Deidria Davis said the only time she really sees police officers in her Overtown neighborhood is when they are responding to a call — often, a shooting.
“We want to see more of them around,” Davis said Wednesday during a forum put on by Miami-Dade County’s Community Relations Board, meant to enhance trust and reduce tension between police and residents.
The meeting, held at the University of Miami Life Science and Technology Park, addressed what the board is calling the “most pressing community relations priority in Miami-Dade.” It is one in a series of five that will be used to develop better guidelines for police and community relationships.
“Information can cause transformation,” chairman Walter T. Richardson said after the three-hour session.
While some community members attended — airing concerns about the way police-involved shootings are handled and how victims are treated — there was an abundance of top brass from municipalities across the county, including Miami Beach, Key Biscayne, Miami-Dade and the city of Miami.
Rodolfo Llanes, the Miami Police Department’s new police chief, addressed Davis’ concerns, saying one of his goals is to beef up community policing, redeploying some the department’s nearly 1,100 officers to beats.
“The concept is to have more accountability,” he said, explaining that officers will be responsible for smaller slices of the city. “That way the residents know who to turn to when there is a problem.”
In the past few months, strained community relations gained visibility as locals joined a swell of demonstrations across the country denouncing police violence against African-Americans.
Dozens took to downtown Miami in December, blocking intersections and major thoroughfares during the crowded Art Basel festival, chanting “No justice, no peace” and “Hands up, don’t shoot.”
The protests emerged after a New York grand jury declined to indict a city police officer in the chokehold death of 43-year-old Eric Garner, and a Missouri grand jury decided not to indict former Ferguson police officer Darren Wilson in the shooting death of 18-year-old Michael Brown.
Recently, a group protested at North Miami Beach City Hall after learning the department had been using pictures of black men for sniper training.

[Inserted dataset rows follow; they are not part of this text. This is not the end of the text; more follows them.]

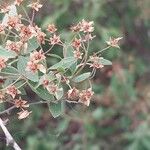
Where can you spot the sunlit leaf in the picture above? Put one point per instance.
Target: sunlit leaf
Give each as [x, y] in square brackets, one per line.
[82, 77]
[21, 65]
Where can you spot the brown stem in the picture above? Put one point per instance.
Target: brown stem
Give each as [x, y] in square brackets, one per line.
[9, 138]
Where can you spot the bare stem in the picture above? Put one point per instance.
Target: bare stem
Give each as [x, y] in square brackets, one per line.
[9, 138]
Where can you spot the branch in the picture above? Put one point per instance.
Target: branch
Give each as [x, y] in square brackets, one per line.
[9, 138]
[7, 111]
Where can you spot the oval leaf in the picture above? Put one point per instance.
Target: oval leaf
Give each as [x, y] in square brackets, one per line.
[21, 65]
[41, 92]
[105, 61]
[56, 109]
[7, 54]
[64, 63]
[82, 77]
[32, 44]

The city has since discontinued the practice and is using an outside agency to investigate.
North Miami Beach Deputy City Attorney Dotie Joseph addressed the issue at the hearing, saying the city “siezed the opportunity to address a lot of the issues” that had been discussed.
What: The Community Relations Board will hold two more forums on enhancing trust and reducing tensions between the police and the residents.
When and where: 5-8 p.m. Feb. 11 at North-Dade Regional Library, 2455 NW 183rd St. in Miami and from 5-8 p.m. Feb. 26 at West Kendall Regional Library, 10201 Hammocks Blvd., Miami.